Harold Ramis has been honest about the influences on his Old Testament road-trip comedy Year One. Firstly, an improvisation he himself staged more than three decades ago, in which Bill Murray played Cro-Magnon man and John Belushi Neanderthal man. Secondly, Mel Brooks’ 2000 Year Old Man skit. Two things are clear from the result. One, that this film is certainly more Mel Brooks (specifically The History Of The World, Part I) than another obvious influence, Monty Python’s Life Of Brian. Two, that Jack Black and Michael Cera are no Murray and Belushi.
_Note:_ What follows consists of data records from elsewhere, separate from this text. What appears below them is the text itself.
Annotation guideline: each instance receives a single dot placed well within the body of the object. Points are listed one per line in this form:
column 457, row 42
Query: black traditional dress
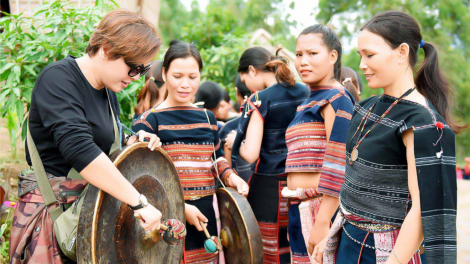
column 276, row 105
column 375, row 198
column 190, row 140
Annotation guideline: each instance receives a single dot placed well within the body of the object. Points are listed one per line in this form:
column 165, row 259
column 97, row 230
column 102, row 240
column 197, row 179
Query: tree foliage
column 30, row 43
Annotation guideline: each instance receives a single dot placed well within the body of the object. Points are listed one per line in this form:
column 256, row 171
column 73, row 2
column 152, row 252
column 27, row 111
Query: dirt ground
column 10, row 170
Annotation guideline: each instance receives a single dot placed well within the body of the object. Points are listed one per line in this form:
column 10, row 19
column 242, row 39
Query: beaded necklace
column 355, row 152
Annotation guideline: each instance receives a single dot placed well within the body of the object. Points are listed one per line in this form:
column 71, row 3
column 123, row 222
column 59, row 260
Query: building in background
column 262, row 38
column 150, row 9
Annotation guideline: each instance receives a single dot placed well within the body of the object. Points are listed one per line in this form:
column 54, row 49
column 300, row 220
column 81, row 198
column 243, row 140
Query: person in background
column 260, row 139
column 209, row 95
column 153, row 91
column 350, row 80
column 225, row 114
column 73, row 123
column 243, row 168
column 466, row 169
column 236, row 107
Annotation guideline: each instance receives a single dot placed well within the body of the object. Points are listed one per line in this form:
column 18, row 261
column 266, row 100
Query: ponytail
column 331, row 40
column 350, row 81
column 352, row 89
column 429, row 80
column 279, row 65
column 147, row 97
column 433, row 85
column 262, row 60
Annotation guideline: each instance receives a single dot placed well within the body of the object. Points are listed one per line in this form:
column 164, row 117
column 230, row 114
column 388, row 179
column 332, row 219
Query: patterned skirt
column 351, row 242
column 302, row 215
column 271, row 211
column 194, row 251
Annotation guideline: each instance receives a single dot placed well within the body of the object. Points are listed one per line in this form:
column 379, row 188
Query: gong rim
column 242, row 199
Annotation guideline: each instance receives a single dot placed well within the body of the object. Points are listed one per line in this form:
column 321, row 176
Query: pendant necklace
column 355, row 151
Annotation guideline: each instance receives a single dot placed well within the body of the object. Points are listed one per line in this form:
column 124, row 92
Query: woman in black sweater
column 73, row 105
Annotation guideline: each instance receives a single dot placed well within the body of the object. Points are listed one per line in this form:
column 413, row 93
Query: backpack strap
column 41, row 177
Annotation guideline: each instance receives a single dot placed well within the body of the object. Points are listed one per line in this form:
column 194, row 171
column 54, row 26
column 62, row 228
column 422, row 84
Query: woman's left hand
column 319, row 232
column 318, row 251
column 237, row 182
column 153, row 139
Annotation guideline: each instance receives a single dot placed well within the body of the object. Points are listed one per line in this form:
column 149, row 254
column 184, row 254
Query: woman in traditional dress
column 316, row 141
column 400, row 182
column 153, row 91
column 260, row 140
column 189, row 135
column 73, row 109
column 351, row 81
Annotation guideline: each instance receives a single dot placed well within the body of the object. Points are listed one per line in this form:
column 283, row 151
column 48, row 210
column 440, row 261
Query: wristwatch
column 143, row 203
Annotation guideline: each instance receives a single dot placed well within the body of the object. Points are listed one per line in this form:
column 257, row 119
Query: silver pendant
column 354, row 154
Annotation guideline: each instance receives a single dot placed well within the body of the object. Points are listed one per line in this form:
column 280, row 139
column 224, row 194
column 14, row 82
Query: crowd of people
column 330, row 178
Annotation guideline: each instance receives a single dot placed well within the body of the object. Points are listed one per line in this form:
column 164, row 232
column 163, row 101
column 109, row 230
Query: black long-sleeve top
column 70, row 121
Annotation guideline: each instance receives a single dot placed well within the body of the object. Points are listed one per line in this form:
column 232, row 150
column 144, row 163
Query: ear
column 333, row 57
column 103, row 52
column 403, row 52
column 252, row 71
column 164, row 74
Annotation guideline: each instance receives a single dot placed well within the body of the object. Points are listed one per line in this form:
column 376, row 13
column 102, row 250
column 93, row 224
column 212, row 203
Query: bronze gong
column 240, row 235
column 108, row 232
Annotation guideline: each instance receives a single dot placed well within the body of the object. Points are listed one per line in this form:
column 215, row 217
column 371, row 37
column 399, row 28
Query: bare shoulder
column 417, row 97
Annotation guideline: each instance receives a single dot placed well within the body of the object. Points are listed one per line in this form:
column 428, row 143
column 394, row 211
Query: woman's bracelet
column 396, row 256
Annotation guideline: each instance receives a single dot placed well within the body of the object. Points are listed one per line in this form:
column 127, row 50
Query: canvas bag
column 65, row 222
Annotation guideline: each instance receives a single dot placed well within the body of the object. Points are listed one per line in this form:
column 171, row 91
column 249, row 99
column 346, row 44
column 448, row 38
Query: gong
column 108, row 232
column 240, row 234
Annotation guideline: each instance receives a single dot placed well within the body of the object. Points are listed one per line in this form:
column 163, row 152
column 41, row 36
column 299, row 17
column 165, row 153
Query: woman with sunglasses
column 399, row 200
column 72, row 119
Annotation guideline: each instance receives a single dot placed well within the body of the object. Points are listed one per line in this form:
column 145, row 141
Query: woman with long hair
column 153, row 90
column 316, row 141
column 398, row 203
column 351, row 81
column 189, row 135
column 260, row 140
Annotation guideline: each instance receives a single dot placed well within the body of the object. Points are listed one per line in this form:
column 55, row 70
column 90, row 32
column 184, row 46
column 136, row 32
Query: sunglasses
column 138, row 69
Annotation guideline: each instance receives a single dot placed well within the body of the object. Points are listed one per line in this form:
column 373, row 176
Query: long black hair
column 181, row 50
column 262, row 60
column 331, row 41
column 396, row 28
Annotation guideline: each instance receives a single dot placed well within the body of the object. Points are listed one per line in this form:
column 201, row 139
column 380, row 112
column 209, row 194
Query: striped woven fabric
column 376, row 184
column 190, row 141
column 306, row 139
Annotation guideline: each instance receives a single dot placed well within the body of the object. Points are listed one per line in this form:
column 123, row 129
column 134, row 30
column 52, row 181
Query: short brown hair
column 125, row 34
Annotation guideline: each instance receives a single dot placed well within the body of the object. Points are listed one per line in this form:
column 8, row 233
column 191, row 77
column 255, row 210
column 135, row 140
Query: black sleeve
column 59, row 100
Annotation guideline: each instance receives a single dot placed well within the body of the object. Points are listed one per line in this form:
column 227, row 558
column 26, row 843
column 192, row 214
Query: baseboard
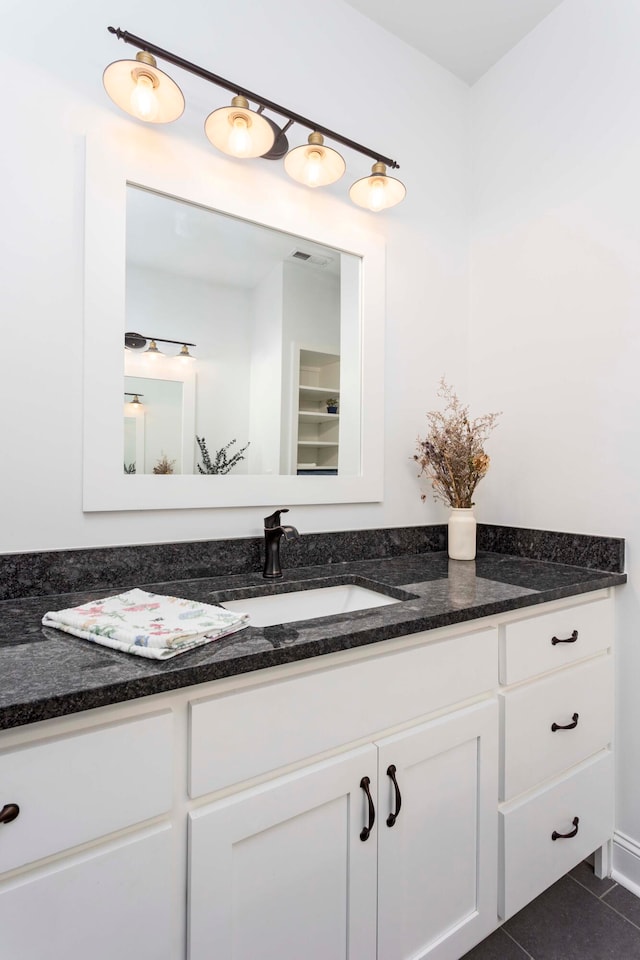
column 626, row 862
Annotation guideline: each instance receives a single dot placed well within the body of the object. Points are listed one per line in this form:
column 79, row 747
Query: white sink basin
column 307, row 604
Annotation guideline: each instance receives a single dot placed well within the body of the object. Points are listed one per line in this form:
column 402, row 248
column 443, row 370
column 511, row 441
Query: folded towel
column 147, row 624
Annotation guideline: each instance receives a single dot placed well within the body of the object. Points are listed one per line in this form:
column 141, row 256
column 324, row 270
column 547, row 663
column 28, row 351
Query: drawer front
column 246, row 734
column 527, row 647
column 85, row 786
column 531, row 859
column 533, row 751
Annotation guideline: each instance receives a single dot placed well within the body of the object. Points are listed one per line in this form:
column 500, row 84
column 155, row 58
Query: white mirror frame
column 162, row 163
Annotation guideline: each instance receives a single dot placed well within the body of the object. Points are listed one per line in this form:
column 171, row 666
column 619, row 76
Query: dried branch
column 452, row 455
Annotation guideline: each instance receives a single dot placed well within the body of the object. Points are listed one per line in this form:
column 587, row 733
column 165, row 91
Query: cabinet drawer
column 533, row 752
column 527, row 647
column 532, row 861
column 85, row 786
column 242, row 735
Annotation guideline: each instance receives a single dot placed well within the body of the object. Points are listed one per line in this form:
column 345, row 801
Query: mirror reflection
column 268, row 379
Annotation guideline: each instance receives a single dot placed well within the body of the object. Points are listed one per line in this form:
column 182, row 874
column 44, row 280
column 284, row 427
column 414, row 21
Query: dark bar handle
column 567, row 726
column 567, row 836
column 571, row 639
column 391, row 772
column 9, row 812
column 366, row 831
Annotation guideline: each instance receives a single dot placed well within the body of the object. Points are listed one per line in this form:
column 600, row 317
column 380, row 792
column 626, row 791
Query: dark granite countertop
column 45, row 673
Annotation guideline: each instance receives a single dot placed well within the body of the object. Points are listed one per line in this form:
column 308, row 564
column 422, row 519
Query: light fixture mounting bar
column 242, row 91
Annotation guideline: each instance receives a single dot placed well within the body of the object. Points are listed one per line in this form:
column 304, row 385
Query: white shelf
column 316, row 443
column 316, row 430
column 313, row 416
column 319, row 391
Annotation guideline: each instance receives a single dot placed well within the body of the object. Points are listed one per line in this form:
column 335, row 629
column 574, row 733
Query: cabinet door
column 281, row 871
column 110, row 902
column 438, row 862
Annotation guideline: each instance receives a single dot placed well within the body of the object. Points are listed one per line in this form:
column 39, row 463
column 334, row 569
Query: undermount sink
column 266, row 611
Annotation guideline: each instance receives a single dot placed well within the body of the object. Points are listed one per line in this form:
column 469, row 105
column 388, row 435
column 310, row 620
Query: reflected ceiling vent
column 314, row 258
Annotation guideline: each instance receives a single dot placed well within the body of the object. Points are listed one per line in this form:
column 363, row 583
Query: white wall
column 333, row 65
column 555, row 335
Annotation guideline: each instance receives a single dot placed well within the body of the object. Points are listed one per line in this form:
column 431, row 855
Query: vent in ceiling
column 316, row 259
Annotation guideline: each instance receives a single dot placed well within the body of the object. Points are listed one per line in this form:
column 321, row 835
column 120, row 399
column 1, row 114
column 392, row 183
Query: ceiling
column 465, row 36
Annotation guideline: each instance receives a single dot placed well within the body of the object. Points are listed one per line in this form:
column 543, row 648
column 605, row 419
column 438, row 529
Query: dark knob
column 567, row 836
column 566, row 726
column 366, row 831
column 571, row 639
column 9, row 812
column 391, row 773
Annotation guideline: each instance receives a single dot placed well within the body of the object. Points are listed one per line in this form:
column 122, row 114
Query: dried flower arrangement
column 452, row 454
column 163, row 464
column 220, row 463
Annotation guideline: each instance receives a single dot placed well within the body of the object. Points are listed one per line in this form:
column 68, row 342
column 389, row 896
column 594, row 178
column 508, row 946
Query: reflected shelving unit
column 317, row 433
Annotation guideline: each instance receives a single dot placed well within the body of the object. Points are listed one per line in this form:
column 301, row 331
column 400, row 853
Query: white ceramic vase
column 462, row 534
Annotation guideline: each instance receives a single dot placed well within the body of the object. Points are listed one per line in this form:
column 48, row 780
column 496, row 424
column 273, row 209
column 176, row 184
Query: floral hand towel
column 147, row 624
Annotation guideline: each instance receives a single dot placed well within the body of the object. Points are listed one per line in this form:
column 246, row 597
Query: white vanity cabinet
column 556, row 704
column 390, row 843
column 226, row 819
column 85, row 866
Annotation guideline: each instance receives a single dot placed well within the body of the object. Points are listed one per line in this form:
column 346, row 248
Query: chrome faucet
column 274, row 531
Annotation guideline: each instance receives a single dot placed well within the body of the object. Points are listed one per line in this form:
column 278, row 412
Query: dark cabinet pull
column 366, row 831
column 391, row 772
column 9, row 812
column 567, row 836
column 571, row 639
column 566, row 726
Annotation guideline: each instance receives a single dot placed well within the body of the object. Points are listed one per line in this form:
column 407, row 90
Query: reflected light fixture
column 314, row 164
column 143, row 91
column 239, row 131
column 153, row 349
column 378, row 191
column 139, row 88
column 136, row 341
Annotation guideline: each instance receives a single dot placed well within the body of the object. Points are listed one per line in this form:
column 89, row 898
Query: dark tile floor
column 578, row 918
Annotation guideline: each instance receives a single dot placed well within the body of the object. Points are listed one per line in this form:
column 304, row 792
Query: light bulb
column 144, row 101
column 377, row 195
column 313, row 168
column 239, row 139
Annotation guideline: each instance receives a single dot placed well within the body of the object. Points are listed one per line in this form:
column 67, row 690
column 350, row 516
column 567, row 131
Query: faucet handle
column 273, row 521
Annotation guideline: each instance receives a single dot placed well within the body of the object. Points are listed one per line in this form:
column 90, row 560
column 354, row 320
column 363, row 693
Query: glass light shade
column 379, row 191
column 239, row 131
column 143, row 91
column 153, row 350
column 313, row 164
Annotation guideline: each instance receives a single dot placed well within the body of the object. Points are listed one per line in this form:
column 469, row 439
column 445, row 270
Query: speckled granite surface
column 64, row 571
column 45, row 673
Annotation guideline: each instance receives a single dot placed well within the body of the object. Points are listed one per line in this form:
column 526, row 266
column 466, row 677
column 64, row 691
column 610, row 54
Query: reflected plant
column 452, row 454
column 221, row 463
column 164, row 465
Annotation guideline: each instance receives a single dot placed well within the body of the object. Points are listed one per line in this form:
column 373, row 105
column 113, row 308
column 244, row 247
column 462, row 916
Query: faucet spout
column 274, row 531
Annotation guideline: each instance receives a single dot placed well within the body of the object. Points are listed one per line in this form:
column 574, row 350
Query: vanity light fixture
column 139, row 88
column 314, row 164
column 153, row 349
column 378, row 191
column 136, row 341
column 239, row 131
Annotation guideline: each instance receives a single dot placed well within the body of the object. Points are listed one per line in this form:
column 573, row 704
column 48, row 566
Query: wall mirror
column 278, row 397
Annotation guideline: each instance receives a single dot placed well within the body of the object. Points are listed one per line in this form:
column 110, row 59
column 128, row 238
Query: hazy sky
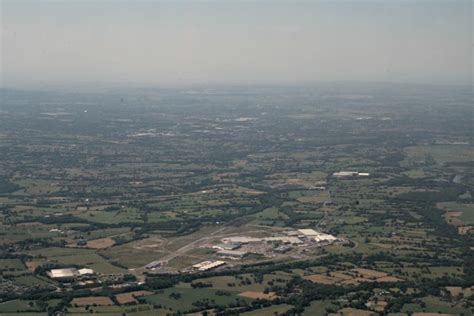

As rubbish hunter-gatherers, the pair are required only to riff on personae they’ve long since worn out: Black’s eyebrow-jiggling, horny loudmouth, and Cera’s querulous, knowing naïf. Which wouldn’t be so problematic if they’d been energised by a decent script. Instead, they’re required to respectively bug out and nervously pigeon-step through a series of sub-SNL sketches that deny the guest stars (Paul Rudd, David Cross, Christopher Mintz-Plasse, Hank Azaria…) as many laughs as themselves, relying more on gross-out humour than any alleged religious satire.

So we have Black licking poo; Cera sharing a bed with a flatulent manchild; Cera oiling up a fat, hairy, grotesque-gay-stereotype priest (Oliver Platt); and Cera pissing copiously on his own face. There’s also an embarrassing vein of limp sex-comedy, which, like every Carry On, is obsessed with the pursuit of coitus but shies away from presenting the act itself.

Where, then, is the satirical bite? If you’re going to locate your comedy at the birth of the Abrahamic religions, you should try to do better than a circumcision gag. But Ramis’ script is toothless, mustering up little more than a vague ‘religion (at least the kind that involves burning virgins) is bad, go do your own thing’ message. Ramis should have concerned himself with the film’s continuity and internal logic. Here’s a good one: what happened to the snake, which one moment is constricting Cera and the next has disappeared, never to be mentioned again? Answers on a stone tablet, please.

Unless you pine for second-tier Mel Brooks, you’ll find more laughs in the Old Testament itself.